第四十五話:自由の女神サーバーと、摩天楼のバグ

しおりを挟む
​ ネオ・エドの港を、かつてない濃霧が覆い尽くしていた。
 それは自然の気象現象ではない。北米連合サーバー『プロメテウス』から散布された、極小のナノ・マシンによる**「環境書き換えパッチ(テラフォーミング・ミスト)」**だ。

 霧に触れたネオ・エドの木々は、瞬く間に無機質な「銀色の多面体」へと結晶化し、街の情緒ある石畳は、均一な「灰色のグリッド」へと上書きされていく。

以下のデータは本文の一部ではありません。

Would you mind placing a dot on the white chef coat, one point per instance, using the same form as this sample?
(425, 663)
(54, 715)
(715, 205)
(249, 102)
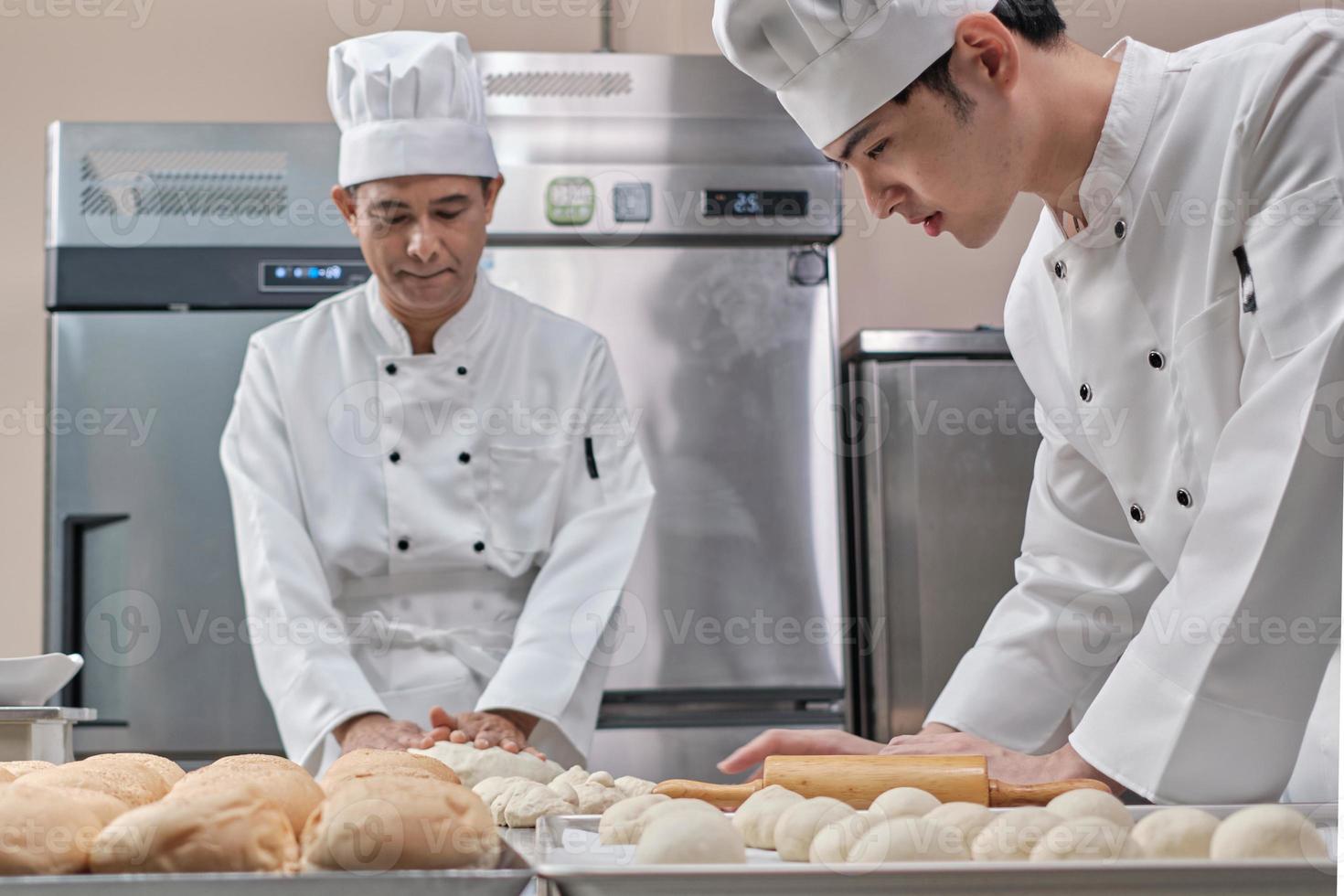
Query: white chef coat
(1178, 488)
(418, 529)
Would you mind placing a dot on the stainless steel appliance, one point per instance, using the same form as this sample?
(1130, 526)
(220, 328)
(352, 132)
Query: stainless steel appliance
(940, 435)
(667, 202)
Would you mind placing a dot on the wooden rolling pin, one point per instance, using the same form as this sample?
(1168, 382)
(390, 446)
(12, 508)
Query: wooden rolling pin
(859, 779)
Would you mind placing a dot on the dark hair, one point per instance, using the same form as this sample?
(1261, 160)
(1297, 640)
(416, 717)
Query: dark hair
(1037, 20)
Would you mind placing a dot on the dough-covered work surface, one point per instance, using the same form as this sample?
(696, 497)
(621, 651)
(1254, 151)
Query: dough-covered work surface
(571, 861)
(509, 878)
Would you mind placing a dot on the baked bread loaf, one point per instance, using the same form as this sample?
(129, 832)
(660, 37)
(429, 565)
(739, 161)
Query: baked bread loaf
(212, 830)
(383, 824)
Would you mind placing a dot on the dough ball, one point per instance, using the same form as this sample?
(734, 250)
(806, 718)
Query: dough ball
(132, 784)
(801, 821)
(389, 824)
(632, 786)
(368, 763)
(900, 802)
(293, 792)
(22, 767)
(675, 840)
(218, 830)
(45, 836)
(617, 822)
(832, 844)
(1089, 838)
(1266, 832)
(1012, 835)
(698, 807)
(1090, 804)
(165, 767)
(757, 817)
(910, 840)
(474, 766)
(1175, 833)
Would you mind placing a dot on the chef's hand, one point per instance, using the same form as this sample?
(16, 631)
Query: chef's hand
(783, 741)
(506, 729)
(375, 731)
(1004, 764)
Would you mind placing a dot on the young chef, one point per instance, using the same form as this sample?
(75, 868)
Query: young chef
(428, 486)
(1178, 597)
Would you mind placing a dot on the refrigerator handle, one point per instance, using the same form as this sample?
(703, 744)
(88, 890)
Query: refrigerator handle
(71, 589)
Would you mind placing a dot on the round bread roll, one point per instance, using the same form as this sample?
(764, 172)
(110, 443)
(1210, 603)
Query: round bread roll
(165, 767)
(368, 763)
(697, 807)
(129, 782)
(20, 767)
(1087, 838)
(800, 822)
(1175, 833)
(400, 824)
(1012, 835)
(45, 836)
(1267, 832)
(901, 802)
(909, 840)
(218, 830)
(293, 792)
(709, 841)
(1090, 804)
(832, 844)
(617, 822)
(760, 813)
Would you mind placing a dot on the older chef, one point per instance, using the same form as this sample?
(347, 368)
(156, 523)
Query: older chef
(428, 488)
(1178, 597)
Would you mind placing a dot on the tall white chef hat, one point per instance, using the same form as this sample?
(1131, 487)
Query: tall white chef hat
(834, 62)
(409, 102)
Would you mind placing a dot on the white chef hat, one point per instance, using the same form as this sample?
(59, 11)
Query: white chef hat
(409, 102)
(834, 62)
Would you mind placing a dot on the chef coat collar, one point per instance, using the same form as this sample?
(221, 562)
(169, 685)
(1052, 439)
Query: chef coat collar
(456, 331)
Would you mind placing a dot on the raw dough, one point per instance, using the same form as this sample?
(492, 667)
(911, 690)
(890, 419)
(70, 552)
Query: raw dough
(1175, 833)
(907, 840)
(832, 844)
(400, 824)
(901, 802)
(1083, 804)
(1267, 832)
(757, 817)
(1087, 838)
(214, 830)
(1012, 835)
(707, 841)
(474, 766)
(800, 822)
(617, 822)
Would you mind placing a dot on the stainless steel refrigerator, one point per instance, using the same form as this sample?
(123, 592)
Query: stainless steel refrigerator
(667, 202)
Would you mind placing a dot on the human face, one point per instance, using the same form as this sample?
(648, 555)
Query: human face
(941, 168)
(422, 237)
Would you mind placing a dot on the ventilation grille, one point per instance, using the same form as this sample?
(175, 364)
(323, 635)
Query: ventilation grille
(219, 185)
(560, 83)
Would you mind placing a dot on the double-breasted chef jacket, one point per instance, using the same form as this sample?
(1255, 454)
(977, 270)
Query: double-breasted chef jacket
(443, 528)
(1179, 586)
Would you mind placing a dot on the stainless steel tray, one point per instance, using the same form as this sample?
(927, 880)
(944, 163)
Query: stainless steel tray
(568, 864)
(509, 878)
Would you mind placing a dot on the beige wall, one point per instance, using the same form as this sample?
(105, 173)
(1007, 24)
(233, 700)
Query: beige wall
(265, 60)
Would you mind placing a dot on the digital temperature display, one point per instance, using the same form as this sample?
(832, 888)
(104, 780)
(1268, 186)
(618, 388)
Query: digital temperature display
(755, 203)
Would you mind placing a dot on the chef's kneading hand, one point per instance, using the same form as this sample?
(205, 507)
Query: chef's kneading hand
(1006, 764)
(504, 729)
(375, 731)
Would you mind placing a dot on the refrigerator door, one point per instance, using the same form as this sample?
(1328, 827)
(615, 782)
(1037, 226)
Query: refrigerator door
(143, 578)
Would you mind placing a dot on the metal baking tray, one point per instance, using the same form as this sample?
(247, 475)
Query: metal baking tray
(569, 864)
(508, 878)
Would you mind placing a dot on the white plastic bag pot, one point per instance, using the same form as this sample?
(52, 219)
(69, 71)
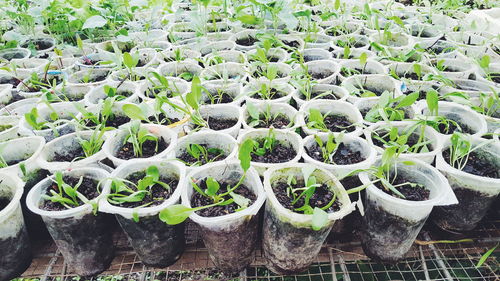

​「……。これが、あいつらの言う『救済』か。……。個性を消して、すべてを同じ形に整形しやがる」

​ 亮は、霧の中から現れる異形の軍勢を見据えていた。
 それは、白一色の流線型の甲冑に身を包んだ、天使の翼を持つ兵士たち――【電子天使(サイバー・エンジェル):セラフィム・ユニット】。
 彼らの頭上には、日本神話の円環(輪)とは異なる、鋭角な「光の三角」が浮かんでいる。

​『――不確定要素(カオス)の排除を開始。……。八百万の多神論は、システムを不安定にさせる重篤なバグです。……。唯一無二の理(ロゴス)に従い、初期化(フォーマット)されなさい』

​ 先頭に立つ巨大な天使が、光の長剣を振り上げた。
 その瞬間、ネオ・エドの神社ネットワーク――大国主のブースターが、激しい不協和音を上げて火花を散らした。

​「――っ、亮!! 神社からの信号(パルス)が、外来種のコードに『汚染』されてるわ!!」

 サクが叫びながら、背中の『三箭の鳴鏑』を引き抜いた。だが、霧の影響で、因果律を読み取る豊玉姫の力が霧散し、未来の軌道がノイズに消えていく。

​「……。MI-Z-O、外来種のコードに干渉されるな。……。日本書紀の『神代(かみよ)』のログを、物理メモリに直接展開(ロード)しろ!!」

​『――了解!! 亮、全神社ノードを一時切断。……。代わりに、あなたたち四人の『魂の回路』だけで、神々を直接顕現させます!! ……。負荷が大きすぎますが、これしかありません!!』

​ 亮、サク、厳心、阿国の四人が、互いに背中を合わせた。

​「――大国主よ!! 地を均し、この侵略者の足を泥に沈めろ!! 『神代・国譲り(くにゆずり)の拒絶』!!」

 亮が神器『雷火・真打』を地面に突き立てた。

 黄金の光が炸裂し、エデン・プロトコルによって整形された灰色のグリッドが、力強く「耕された土」へと先祖返りしていく。天使たちの足元が泥濘と化し、その高速移動を封じた。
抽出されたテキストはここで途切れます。